The EU has always permitted restricting social security benefits to European migrants
In a landmark ruling this week, the European Court of Justice has clarified that national governments can restrict certain welfare benefits for jobless EU migrants.
This was of course met with blaring headlines in the right-wing press triumphantly claiming that benefit tourism in the EU had been banned, while David Cameron welcomed the ruling as ‘a step in the right direction’.
However, less widely reported was the fact that the EU has always permitted restricting social security benefits to European migrants.
In fact, under a European law dating back to 2004, if you reside in another EU country for more than three months without finding a job you must show that you have sufficient resources not to be a burden on the state.
Moreover, you can only access social security benefits if you pass a strict residence test, one condition of which in the UK is having been in the country for over three months, so it is not true that EU migrants can simply turn up and access benefits from day one.
That perhaps explains why the Department for Work and Pensions has been unable to provide evidence that the UK suffers significantly from benefit tourism. In fact, all the evidence seems to show that being overwhelmingly young, hard-working and highly-skilled, EU migrants contribute significantly more to the public purse than they take out in services and benefits.
Moreover, many arrivals to this country actually create new jobs, with one in seven British businesses having been founded by immigrants.
The truth is that while freedom of movement is a fundamental principle of the EU, it has never been unqualified.
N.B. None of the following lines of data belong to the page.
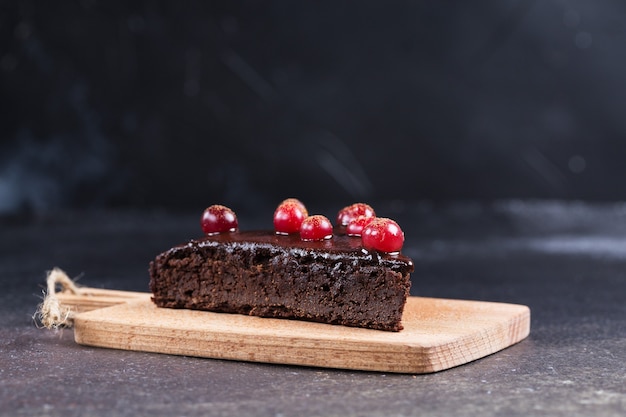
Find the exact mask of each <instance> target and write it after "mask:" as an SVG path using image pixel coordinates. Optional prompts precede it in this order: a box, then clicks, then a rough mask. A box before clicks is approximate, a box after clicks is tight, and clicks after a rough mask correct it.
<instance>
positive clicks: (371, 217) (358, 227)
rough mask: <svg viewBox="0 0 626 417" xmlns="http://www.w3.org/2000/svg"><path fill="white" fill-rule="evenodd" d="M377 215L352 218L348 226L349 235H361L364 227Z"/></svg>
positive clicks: (373, 218)
mask: <svg viewBox="0 0 626 417" xmlns="http://www.w3.org/2000/svg"><path fill="white" fill-rule="evenodd" d="M375 218H376V217H368V216H359V217H357V218H355V219H352V220H351V221H350V223H348V225H347V226H346V234H347V235H348V236H361V232H362V231H363V228H364V227H365V226H367V225H368V224H370V222H371V221H372V220H374V219H375Z"/></svg>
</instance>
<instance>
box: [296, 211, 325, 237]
mask: <svg viewBox="0 0 626 417" xmlns="http://www.w3.org/2000/svg"><path fill="white" fill-rule="evenodd" d="M331 237H333V225H332V224H331V222H330V220H328V218H327V217H326V216H322V215H321V214H316V215H314V216H309V217H307V218H306V219H304V221H303V222H302V225H301V226H300V238H301V239H302V240H324V239H330V238H331Z"/></svg>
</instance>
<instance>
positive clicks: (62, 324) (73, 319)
mask: <svg viewBox="0 0 626 417" xmlns="http://www.w3.org/2000/svg"><path fill="white" fill-rule="evenodd" d="M46 285H47V289H46V291H44V299H43V302H42V303H41V304H40V305H39V306H38V308H37V312H35V316H34V318H35V319H36V320H38V321H39V322H40V323H41V324H42V325H43V326H44V327H45V328H46V329H59V328H61V327H71V326H72V323H73V320H74V314H73V313H72V311H71V309H70V308H69V307H67V306H62V305H61V304H60V303H59V299H58V297H57V295H56V294H57V293H56V289H57V285H59V286H60V287H61V291H62V292H64V291H68V292H70V293H72V294H78V292H79V290H78V286H77V285H76V284H74V281H72V280H71V279H70V277H68V276H67V274H66V273H65V272H64V271H62V270H61V269H59V268H54V269H52V270H51V271H48V277H47V278H46Z"/></svg>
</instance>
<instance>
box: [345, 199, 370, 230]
mask: <svg viewBox="0 0 626 417" xmlns="http://www.w3.org/2000/svg"><path fill="white" fill-rule="evenodd" d="M359 216H365V217H376V213H374V209H373V208H372V207H371V206H370V205H368V204H365V203H354V204H352V205H350V206H346V207H344V208H342V209H341V210H339V213H338V214H337V224H338V225H340V226H347V225H348V223H350V222H351V221H352V220H354V219H356V218H357V217H359Z"/></svg>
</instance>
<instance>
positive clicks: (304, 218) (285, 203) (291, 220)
mask: <svg viewBox="0 0 626 417" xmlns="http://www.w3.org/2000/svg"><path fill="white" fill-rule="evenodd" d="M308 215H309V213H308V211H307V209H306V207H305V206H304V204H302V202H301V201H300V200H297V199H295V198H288V199H286V200H284V201H283V202H282V203H280V204H279V205H278V207H277V208H276V211H275V212H274V230H275V231H276V233H278V234H280V235H288V234H290V233H298V232H299V231H300V225H301V224H302V221H303V220H304V219H305V218H306V217H307V216H308Z"/></svg>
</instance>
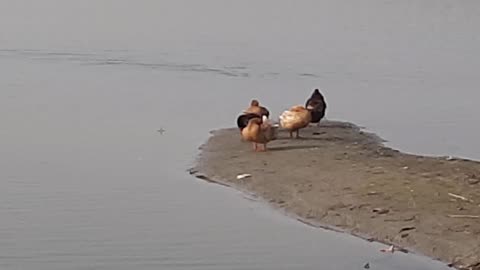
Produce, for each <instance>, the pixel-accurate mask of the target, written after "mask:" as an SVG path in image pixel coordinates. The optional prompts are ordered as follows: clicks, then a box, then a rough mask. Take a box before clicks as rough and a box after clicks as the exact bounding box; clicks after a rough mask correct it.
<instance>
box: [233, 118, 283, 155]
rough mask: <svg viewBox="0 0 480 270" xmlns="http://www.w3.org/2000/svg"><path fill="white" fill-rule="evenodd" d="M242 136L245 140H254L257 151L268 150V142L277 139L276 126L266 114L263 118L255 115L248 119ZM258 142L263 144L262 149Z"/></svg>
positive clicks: (254, 150)
mask: <svg viewBox="0 0 480 270" xmlns="http://www.w3.org/2000/svg"><path fill="white" fill-rule="evenodd" d="M241 133H242V138H243V139H244V140H245V141H250V142H252V145H253V150H254V151H255V152H258V151H262V152H265V151H267V143H268V142H270V141H272V140H275V139H276V132H275V126H273V125H272V124H271V123H270V121H268V118H267V116H266V115H264V116H263V117H262V118H258V117H253V118H251V119H250V120H248V124H247V126H246V127H245V128H243V129H242V131H241ZM258 144H262V145H263V147H262V149H260V148H259V147H258Z"/></svg>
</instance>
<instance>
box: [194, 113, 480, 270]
mask: <svg viewBox="0 0 480 270" xmlns="http://www.w3.org/2000/svg"><path fill="white" fill-rule="evenodd" d="M212 134H213V136H211V137H210V139H209V140H208V142H207V143H206V144H204V145H203V146H202V147H201V150H202V151H201V154H200V156H199V157H198V159H197V164H196V166H195V167H194V168H192V169H190V173H191V174H193V175H195V176H197V177H198V178H201V179H204V180H207V181H210V182H215V183H218V184H222V185H226V186H231V187H233V188H236V189H238V190H241V191H244V192H248V193H251V194H253V195H256V196H258V198H261V199H263V200H265V201H267V202H268V203H270V204H271V205H273V206H274V207H275V208H278V209H282V210H285V212H286V213H287V214H289V215H291V216H293V217H295V218H297V219H298V220H300V221H302V222H305V223H308V224H310V225H312V226H318V227H323V228H328V229H333V230H337V231H342V232H346V233H351V234H353V235H356V236H359V237H362V238H364V239H367V240H369V241H378V242H382V243H386V244H393V245H395V246H396V247H398V248H399V250H400V251H405V252H406V251H410V252H416V253H420V254H424V255H427V256H430V257H432V258H435V259H438V260H441V261H443V262H445V263H447V264H451V265H452V266H454V267H456V268H458V269H474V270H477V269H480V163H479V162H476V161H471V160H465V159H456V158H451V157H426V156H419V155H411V154H406V153H402V152H400V151H397V150H394V149H391V148H388V147H385V146H384V145H383V141H382V140H381V139H380V138H379V137H377V136H375V135H374V134H369V133H366V132H363V131H362V129H361V128H359V127H357V126H355V125H353V124H350V123H344V122H334V121H325V122H322V125H320V126H319V127H316V126H311V127H309V128H306V129H303V130H301V132H300V135H301V136H302V138H300V139H289V138H288V134H287V132H285V131H282V130H280V131H279V134H278V140H276V141H273V142H271V143H269V144H268V148H269V151H267V152H259V153H255V152H253V150H252V147H251V144H250V143H247V142H243V141H241V140H240V135H239V132H238V129H237V128H231V129H222V130H218V131H214V132H212ZM239 174H251V177H247V178H243V179H237V175H239Z"/></svg>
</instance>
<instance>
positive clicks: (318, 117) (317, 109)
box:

It has always meant the right to work, study or retire in another EU country if you have the means to support yourself.
EU free movement is also a two-way street. Official government figures show that over 2 million Brits have settled in another EU country whereas 2.2 million EU nationals live in the UK. Freedom of movement is also surprisingly popular: a recent poll found that 52 per cent of the British public believe UK citizens should have the right to live and work anywhere in the EU (although admittedly just 36 per cent said this right should also apply to other EU citizens wanting to live in the UK).
So the notion that the EU permits and exacerbates benefit tourism has always been something of a convenient myth. While there are some outstanding concerns regarding in-work benefits, including the issue of child benefit being sent abroad, these can easily be fixed under UK law.
The claim that these issues must be dealt with in a grand renegotiation with ‘Brussels’ is a misconception that has been deliberately peddled by the Tories – and lapped up by the red tops – in order to create a straw man which they can then claim to have knocked down. The problem facing Cameron is that the European court has gone and knocked it down for him too early.
Eurosceptics will use this opportunity to try and push Cameron to make much more impossible demands that will push the UK towards EU exit. The rest of us should use it to champion the advantages of EU free movement and put the myth of benefit tourism firmly to bed.